UK regulator warns of crackdown on market misconduct

The new Financial Conduct Authority (FCA) “bad cop, bad cop” duo of enforcement and market oversight have drawn up the battle lines when it comes to market abuse, promising “assertive supervision” as they seek “maximum impact” in deterring misconduct.  

In a speech yesterday at the city’s Market Abuse and Market Manipulation Summit, co-executive director of enforcement and market oversight Therese Chambers outlined her enforcement strategy – and she pulled no punches. 

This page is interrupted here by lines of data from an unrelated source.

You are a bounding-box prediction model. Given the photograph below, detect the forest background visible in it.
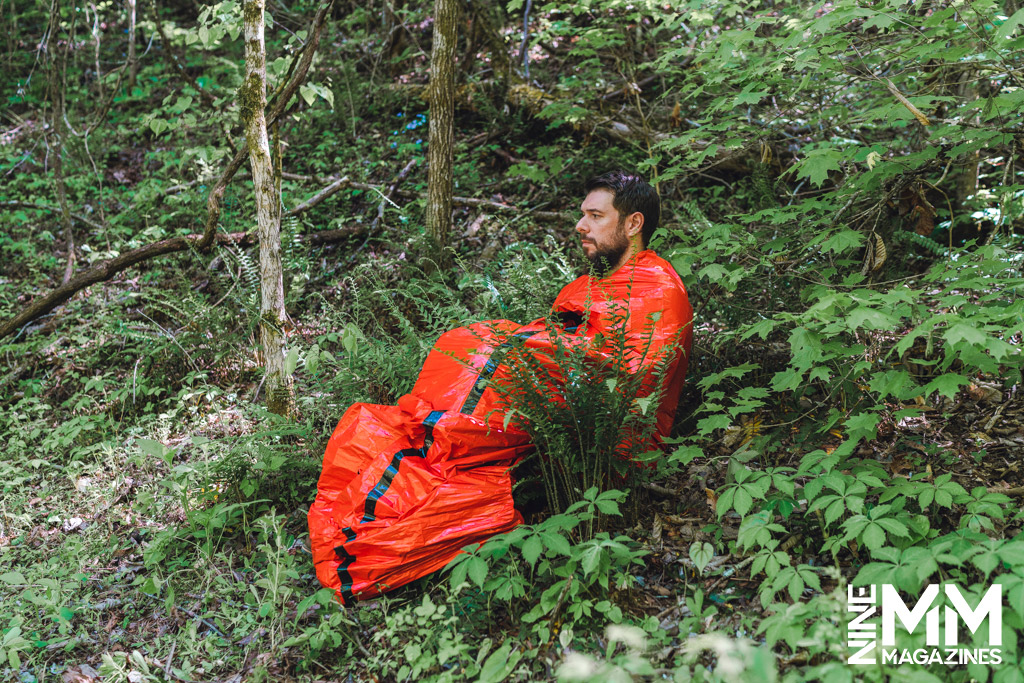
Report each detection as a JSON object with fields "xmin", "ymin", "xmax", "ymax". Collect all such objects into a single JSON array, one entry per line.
[{"xmin": 0, "ymin": 0, "xmax": 1024, "ymax": 683}]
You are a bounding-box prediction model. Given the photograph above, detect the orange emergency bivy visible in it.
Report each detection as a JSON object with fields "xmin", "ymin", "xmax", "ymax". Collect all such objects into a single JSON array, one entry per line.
[{"xmin": 309, "ymin": 251, "xmax": 693, "ymax": 603}]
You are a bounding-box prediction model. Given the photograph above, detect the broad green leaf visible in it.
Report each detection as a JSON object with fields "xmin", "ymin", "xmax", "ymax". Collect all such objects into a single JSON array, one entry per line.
[
  {"xmin": 466, "ymin": 555, "xmax": 487, "ymax": 588},
  {"xmin": 690, "ymin": 541, "xmax": 715, "ymax": 573},
  {"xmin": 942, "ymin": 323, "xmax": 988, "ymax": 346},
  {"xmin": 995, "ymin": 9, "xmax": 1024, "ymax": 40},
  {"xmin": 478, "ymin": 641, "xmax": 522, "ymax": 683},
  {"xmin": 797, "ymin": 147, "xmax": 843, "ymax": 187},
  {"xmin": 522, "ymin": 533, "xmax": 544, "ymax": 566}
]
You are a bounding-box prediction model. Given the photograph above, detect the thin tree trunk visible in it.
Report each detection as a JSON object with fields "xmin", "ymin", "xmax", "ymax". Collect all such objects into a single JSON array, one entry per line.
[
  {"xmin": 126, "ymin": 0, "xmax": 138, "ymax": 92},
  {"xmin": 239, "ymin": 0, "xmax": 292, "ymax": 415},
  {"xmin": 46, "ymin": 0, "xmax": 75, "ymax": 285},
  {"xmin": 0, "ymin": 0, "xmax": 333, "ymax": 339},
  {"xmin": 427, "ymin": 0, "xmax": 459, "ymax": 267}
]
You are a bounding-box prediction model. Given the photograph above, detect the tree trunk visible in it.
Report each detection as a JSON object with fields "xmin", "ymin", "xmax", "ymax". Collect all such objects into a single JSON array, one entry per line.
[
  {"xmin": 427, "ymin": 0, "xmax": 459, "ymax": 267},
  {"xmin": 126, "ymin": 0, "xmax": 138, "ymax": 92},
  {"xmin": 239, "ymin": 0, "xmax": 293, "ymax": 415},
  {"xmin": 46, "ymin": 0, "xmax": 75, "ymax": 285}
]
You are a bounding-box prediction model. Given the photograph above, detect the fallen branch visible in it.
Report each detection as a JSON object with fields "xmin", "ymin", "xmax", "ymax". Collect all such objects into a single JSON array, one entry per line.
[
  {"xmin": 0, "ymin": 0, "xmax": 334, "ymax": 339},
  {"xmin": 281, "ymin": 173, "xmax": 565, "ymax": 220}
]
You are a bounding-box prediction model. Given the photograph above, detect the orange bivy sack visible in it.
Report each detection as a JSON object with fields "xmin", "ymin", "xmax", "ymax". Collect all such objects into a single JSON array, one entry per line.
[{"xmin": 308, "ymin": 251, "xmax": 693, "ymax": 603}]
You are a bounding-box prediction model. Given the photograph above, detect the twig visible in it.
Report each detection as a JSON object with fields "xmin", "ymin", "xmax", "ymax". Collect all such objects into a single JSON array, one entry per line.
[
  {"xmin": 164, "ymin": 640, "xmax": 178, "ymax": 680},
  {"xmin": 370, "ymin": 159, "xmax": 416, "ymax": 231},
  {"xmin": 0, "ymin": 201, "xmax": 106, "ymax": 230},
  {"xmin": 139, "ymin": 591, "xmax": 238, "ymax": 643}
]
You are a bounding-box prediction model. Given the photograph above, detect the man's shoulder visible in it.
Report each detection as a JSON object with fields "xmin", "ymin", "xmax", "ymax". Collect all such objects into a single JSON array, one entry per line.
[{"xmin": 634, "ymin": 249, "xmax": 686, "ymax": 292}]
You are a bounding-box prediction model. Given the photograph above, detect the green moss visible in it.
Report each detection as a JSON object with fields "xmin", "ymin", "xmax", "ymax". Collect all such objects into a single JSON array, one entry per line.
[{"xmin": 239, "ymin": 74, "xmax": 266, "ymax": 123}]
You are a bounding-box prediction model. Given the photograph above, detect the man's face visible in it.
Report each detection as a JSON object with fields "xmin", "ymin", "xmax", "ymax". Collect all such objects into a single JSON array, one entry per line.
[{"xmin": 577, "ymin": 188, "xmax": 630, "ymax": 272}]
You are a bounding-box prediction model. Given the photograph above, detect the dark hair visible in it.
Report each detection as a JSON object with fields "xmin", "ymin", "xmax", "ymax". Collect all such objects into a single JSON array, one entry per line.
[{"xmin": 584, "ymin": 170, "xmax": 662, "ymax": 247}]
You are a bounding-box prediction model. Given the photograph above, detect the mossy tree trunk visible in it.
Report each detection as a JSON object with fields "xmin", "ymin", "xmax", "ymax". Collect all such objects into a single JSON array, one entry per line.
[
  {"xmin": 239, "ymin": 0, "xmax": 293, "ymax": 415},
  {"xmin": 427, "ymin": 0, "xmax": 459, "ymax": 268},
  {"xmin": 127, "ymin": 0, "xmax": 138, "ymax": 91}
]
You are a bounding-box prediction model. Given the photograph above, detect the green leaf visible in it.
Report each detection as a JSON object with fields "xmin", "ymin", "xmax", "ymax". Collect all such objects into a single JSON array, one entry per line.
[
  {"xmin": 466, "ymin": 555, "xmax": 487, "ymax": 588},
  {"xmin": 995, "ymin": 9, "xmax": 1024, "ymax": 40},
  {"xmin": 580, "ymin": 543, "xmax": 604, "ymax": 577},
  {"xmin": 821, "ymin": 229, "xmax": 864, "ymax": 254},
  {"xmin": 478, "ymin": 641, "xmax": 522, "ymax": 683},
  {"xmin": 541, "ymin": 531, "xmax": 572, "ymax": 556},
  {"xmin": 846, "ymin": 306, "xmax": 899, "ymax": 330},
  {"xmin": 942, "ymin": 323, "xmax": 988, "ymax": 347},
  {"xmin": 923, "ymin": 373, "xmax": 971, "ymax": 398},
  {"xmin": 522, "ymin": 533, "xmax": 544, "ymax": 566},
  {"xmin": 846, "ymin": 412, "xmax": 880, "ymax": 441},
  {"xmin": 797, "ymin": 147, "xmax": 843, "ymax": 187},
  {"xmin": 860, "ymin": 522, "xmax": 886, "ymax": 550},
  {"xmin": 0, "ymin": 571, "xmax": 26, "ymax": 586},
  {"xmin": 690, "ymin": 541, "xmax": 715, "ymax": 574},
  {"xmin": 285, "ymin": 346, "xmax": 299, "ymax": 375},
  {"xmin": 733, "ymin": 486, "xmax": 754, "ymax": 516}
]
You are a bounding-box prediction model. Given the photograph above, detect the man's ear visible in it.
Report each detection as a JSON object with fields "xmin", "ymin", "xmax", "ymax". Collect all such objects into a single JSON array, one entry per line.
[{"xmin": 626, "ymin": 211, "xmax": 643, "ymax": 238}]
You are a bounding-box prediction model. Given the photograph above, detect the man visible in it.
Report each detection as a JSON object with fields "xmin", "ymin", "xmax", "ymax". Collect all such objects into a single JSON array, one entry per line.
[{"xmin": 309, "ymin": 171, "xmax": 692, "ymax": 602}]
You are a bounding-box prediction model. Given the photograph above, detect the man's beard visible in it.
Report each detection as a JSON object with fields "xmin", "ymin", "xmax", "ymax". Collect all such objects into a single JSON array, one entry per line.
[{"xmin": 587, "ymin": 220, "xmax": 630, "ymax": 278}]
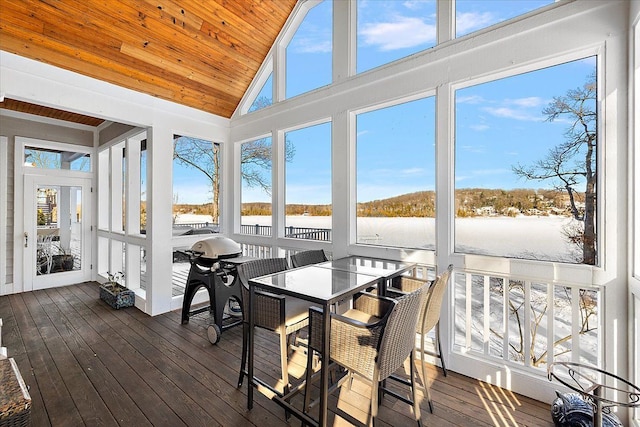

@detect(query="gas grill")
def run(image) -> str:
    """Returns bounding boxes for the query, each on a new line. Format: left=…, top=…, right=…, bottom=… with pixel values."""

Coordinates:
left=181, top=236, right=242, bottom=344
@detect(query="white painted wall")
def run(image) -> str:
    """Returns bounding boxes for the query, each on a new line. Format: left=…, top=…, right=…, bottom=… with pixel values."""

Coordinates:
left=0, top=51, right=229, bottom=315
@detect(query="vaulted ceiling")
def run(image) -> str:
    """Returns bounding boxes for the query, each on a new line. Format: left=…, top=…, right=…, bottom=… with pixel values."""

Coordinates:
left=0, top=0, right=296, bottom=118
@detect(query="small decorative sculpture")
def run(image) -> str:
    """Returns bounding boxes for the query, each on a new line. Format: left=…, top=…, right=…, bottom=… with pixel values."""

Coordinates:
left=551, top=391, right=623, bottom=427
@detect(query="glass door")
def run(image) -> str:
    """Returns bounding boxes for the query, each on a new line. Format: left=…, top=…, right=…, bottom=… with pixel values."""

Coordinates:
left=23, top=175, right=91, bottom=290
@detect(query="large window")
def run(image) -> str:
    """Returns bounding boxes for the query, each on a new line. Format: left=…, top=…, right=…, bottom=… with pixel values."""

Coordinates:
left=356, top=97, right=435, bottom=249
left=97, top=131, right=147, bottom=295
left=285, top=0, right=333, bottom=98
left=248, top=74, right=273, bottom=113
left=455, top=0, right=556, bottom=37
left=172, top=135, right=220, bottom=235
left=240, top=137, right=272, bottom=236
left=356, top=0, right=437, bottom=73
left=455, top=57, right=598, bottom=264
left=285, top=123, right=331, bottom=241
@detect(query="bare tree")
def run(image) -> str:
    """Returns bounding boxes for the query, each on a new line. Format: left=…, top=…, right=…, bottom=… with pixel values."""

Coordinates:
left=173, top=130, right=295, bottom=222
left=512, top=73, right=598, bottom=265
left=173, top=135, right=220, bottom=222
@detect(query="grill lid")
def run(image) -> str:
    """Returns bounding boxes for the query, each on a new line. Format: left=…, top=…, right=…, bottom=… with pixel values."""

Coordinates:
left=191, top=236, right=242, bottom=260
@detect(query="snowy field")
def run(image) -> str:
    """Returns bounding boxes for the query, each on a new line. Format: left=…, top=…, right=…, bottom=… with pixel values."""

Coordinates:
left=242, top=216, right=572, bottom=262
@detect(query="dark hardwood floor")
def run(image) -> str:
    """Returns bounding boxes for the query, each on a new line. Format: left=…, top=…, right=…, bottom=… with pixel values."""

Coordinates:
left=0, top=282, right=552, bottom=427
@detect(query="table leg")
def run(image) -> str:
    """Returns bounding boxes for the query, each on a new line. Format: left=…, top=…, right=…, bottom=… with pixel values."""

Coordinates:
left=246, top=284, right=255, bottom=409
left=593, top=385, right=602, bottom=427
left=318, top=304, right=331, bottom=427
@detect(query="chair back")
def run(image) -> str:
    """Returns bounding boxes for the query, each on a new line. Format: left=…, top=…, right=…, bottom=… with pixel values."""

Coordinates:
left=374, top=284, right=429, bottom=381
left=417, top=264, right=453, bottom=334
left=238, top=258, right=289, bottom=315
left=291, top=249, right=327, bottom=268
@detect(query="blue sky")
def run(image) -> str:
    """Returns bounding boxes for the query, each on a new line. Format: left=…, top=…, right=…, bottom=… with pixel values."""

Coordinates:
left=174, top=0, right=595, bottom=207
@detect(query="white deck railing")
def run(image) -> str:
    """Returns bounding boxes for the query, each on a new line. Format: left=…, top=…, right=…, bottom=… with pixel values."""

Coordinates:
left=452, top=272, right=602, bottom=373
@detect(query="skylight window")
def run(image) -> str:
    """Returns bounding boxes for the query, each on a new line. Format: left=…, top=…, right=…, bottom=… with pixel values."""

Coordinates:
left=285, top=0, right=333, bottom=98
left=356, top=0, right=437, bottom=73
left=455, top=0, right=555, bottom=37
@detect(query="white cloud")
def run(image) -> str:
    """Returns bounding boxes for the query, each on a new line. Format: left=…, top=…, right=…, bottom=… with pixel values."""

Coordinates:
left=472, top=169, right=511, bottom=176
left=456, top=12, right=498, bottom=34
left=400, top=168, right=424, bottom=175
left=460, top=145, right=486, bottom=153
left=469, top=123, right=489, bottom=132
left=293, top=36, right=332, bottom=53
left=402, top=0, right=434, bottom=10
left=456, top=95, right=486, bottom=104
left=483, top=107, right=544, bottom=122
left=506, top=96, right=546, bottom=108
left=360, top=16, right=436, bottom=51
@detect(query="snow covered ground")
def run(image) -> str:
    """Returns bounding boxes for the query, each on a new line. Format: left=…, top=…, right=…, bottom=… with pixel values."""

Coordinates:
left=242, top=216, right=573, bottom=262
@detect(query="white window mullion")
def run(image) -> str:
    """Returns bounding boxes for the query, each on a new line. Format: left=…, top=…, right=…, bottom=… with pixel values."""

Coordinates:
left=522, top=280, right=532, bottom=366
left=482, top=276, right=491, bottom=356
left=502, top=277, right=511, bottom=362
left=547, top=283, right=556, bottom=366
left=464, top=273, right=473, bottom=351
left=571, top=286, right=582, bottom=363
left=109, top=144, right=123, bottom=233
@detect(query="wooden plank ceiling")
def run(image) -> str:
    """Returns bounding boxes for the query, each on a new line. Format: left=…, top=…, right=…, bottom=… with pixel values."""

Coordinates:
left=0, top=0, right=296, bottom=118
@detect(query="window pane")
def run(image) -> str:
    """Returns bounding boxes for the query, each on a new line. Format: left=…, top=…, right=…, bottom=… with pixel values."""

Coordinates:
left=356, top=0, right=437, bottom=73
left=285, top=0, right=333, bottom=98
left=248, top=73, right=273, bottom=113
left=285, top=123, right=331, bottom=241
left=455, top=57, right=597, bottom=264
left=356, top=97, right=435, bottom=249
left=140, top=139, right=147, bottom=234
left=455, top=0, right=556, bottom=37
left=24, top=147, right=91, bottom=172
left=172, top=135, right=220, bottom=236
left=240, top=137, right=271, bottom=236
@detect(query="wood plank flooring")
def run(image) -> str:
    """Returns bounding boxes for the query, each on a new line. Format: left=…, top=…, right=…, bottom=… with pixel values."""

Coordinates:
left=0, top=282, right=552, bottom=427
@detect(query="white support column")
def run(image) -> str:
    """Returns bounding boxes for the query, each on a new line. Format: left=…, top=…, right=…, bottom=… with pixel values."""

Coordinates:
left=144, top=124, right=173, bottom=316
left=0, top=136, right=9, bottom=295
left=331, top=111, right=356, bottom=258
left=333, top=1, right=356, bottom=83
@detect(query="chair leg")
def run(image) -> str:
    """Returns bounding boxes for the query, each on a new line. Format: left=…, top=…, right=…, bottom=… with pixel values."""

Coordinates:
left=420, top=334, right=433, bottom=414
left=302, top=348, right=314, bottom=414
left=436, top=322, right=447, bottom=377
left=409, top=351, right=424, bottom=427
left=371, top=366, right=381, bottom=427
left=238, top=322, right=249, bottom=387
left=280, top=330, right=289, bottom=394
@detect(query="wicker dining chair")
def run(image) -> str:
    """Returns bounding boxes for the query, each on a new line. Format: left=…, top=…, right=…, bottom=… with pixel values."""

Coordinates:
left=387, top=264, right=453, bottom=413
left=238, top=258, right=309, bottom=394
left=304, top=286, right=427, bottom=426
left=291, top=249, right=327, bottom=268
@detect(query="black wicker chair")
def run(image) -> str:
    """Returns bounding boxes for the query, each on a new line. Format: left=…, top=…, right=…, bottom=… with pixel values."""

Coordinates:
left=304, top=286, right=427, bottom=426
left=291, top=249, right=327, bottom=268
left=238, top=258, right=309, bottom=400
left=387, top=264, right=453, bottom=413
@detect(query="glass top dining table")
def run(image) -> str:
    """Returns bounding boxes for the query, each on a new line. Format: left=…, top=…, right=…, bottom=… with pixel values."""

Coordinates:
left=315, top=255, right=416, bottom=286
left=247, top=257, right=414, bottom=426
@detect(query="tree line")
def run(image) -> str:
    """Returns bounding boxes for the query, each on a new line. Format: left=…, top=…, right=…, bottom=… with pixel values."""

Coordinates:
left=175, top=188, right=584, bottom=218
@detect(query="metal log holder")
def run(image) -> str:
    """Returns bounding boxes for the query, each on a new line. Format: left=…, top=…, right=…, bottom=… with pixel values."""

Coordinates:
left=548, top=362, right=640, bottom=427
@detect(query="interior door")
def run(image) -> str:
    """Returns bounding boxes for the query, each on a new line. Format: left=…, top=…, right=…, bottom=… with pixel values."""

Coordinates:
left=23, top=175, right=91, bottom=291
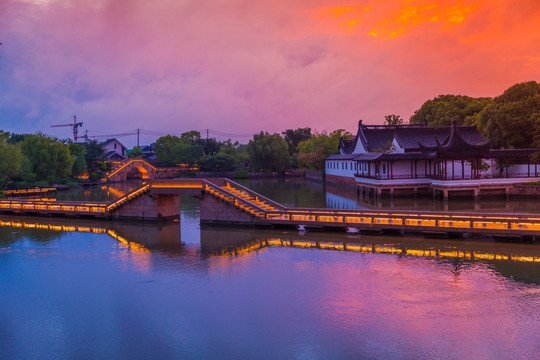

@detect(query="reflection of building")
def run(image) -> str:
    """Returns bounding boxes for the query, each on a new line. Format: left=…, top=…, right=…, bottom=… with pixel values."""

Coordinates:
left=326, top=121, right=540, bottom=196
left=103, top=139, right=127, bottom=161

Therese Chambers, co-executive director of enforcement and market oversight, FCA
Therese Chambers, co-executive director of enforcement and market oversight, FCA

Chambers and her co-director, ex-head of intelligence at the National Crime Agency (NCA) Steve Smart, intend to deliver “impactful deterrence” in a transparent and expeditious way, with an emphasis on standards – “preventing those who can’t or won’t meet our standards entering the regulated sector” – and deploying business restrictions and a “use it or lose it” approach towards those holding unused regulatory permissions. 

Smart and Chambers were appointed as co-directors of enforcement and market oversight in March 2023, following Mark Steward’s departure, to support the FCA’s ongoing ambition of becoming “a more assertive, more adaptive and more innovative regulator”.

Chambers said both industry and regulators must “pull together” to stop opportunistic market abuse. “We are committed to this as we know the corrosive effects it can have on the integrity of our markets.. 

“Hitting wallets” is also a key pillar in the FCA’s strategy – since last April it has imposed fines of £41.5m for market misconduct.   The regulator also promised to not shy away from cases where there may be a perceived risk to prosperity or international standing.  

“Be in no doubt: pursuit of growth and international competitiveness does not mean we will back away from tough cases or cool our investigation when the going gets hot.” Encouraging and supporting market participants on the right side of the law is key, Chambers said, signalling a way for the market to behave and what the regulator expects from them.  

“The first rule of enforcement club is that you do in fact talk about enforcement club,” she said. “We want to be more transparent about what we investigate, so firms will be reassured whether they are on the right track (and can pivot if they are not) and so that the public can be reassured that we are on the case.” 

This transparency will extend to the regulator itself, holding it accountable to the public “by shining a light on the efficiency and pace of our investigations.”   

Looking ahead, Chambers said a focus on nascent technologies will be increasingly key to its investigations and enforcement strategy.  

The FCA has a dedicated cyber forensics team which processed 150 terabytes of data and 17 million documents onto its evidence management system in 2023, while the regulator is increasing its trading data coverage from 500 million records a day to over 1 billion over the next few months, deepening its coverage of both equity and FICC (fixed income and commodities) markets. 

“We are looking at AI in order to assist with some of this process and are adopting more automation across the organisation,” Chambers said.  

The consultation on the new strategy is open until 16 April, and Chambers emphasised the need for the entire industry to get involved. 

“These risks are very real and require a whole market response – all of you… have a critical role to play.”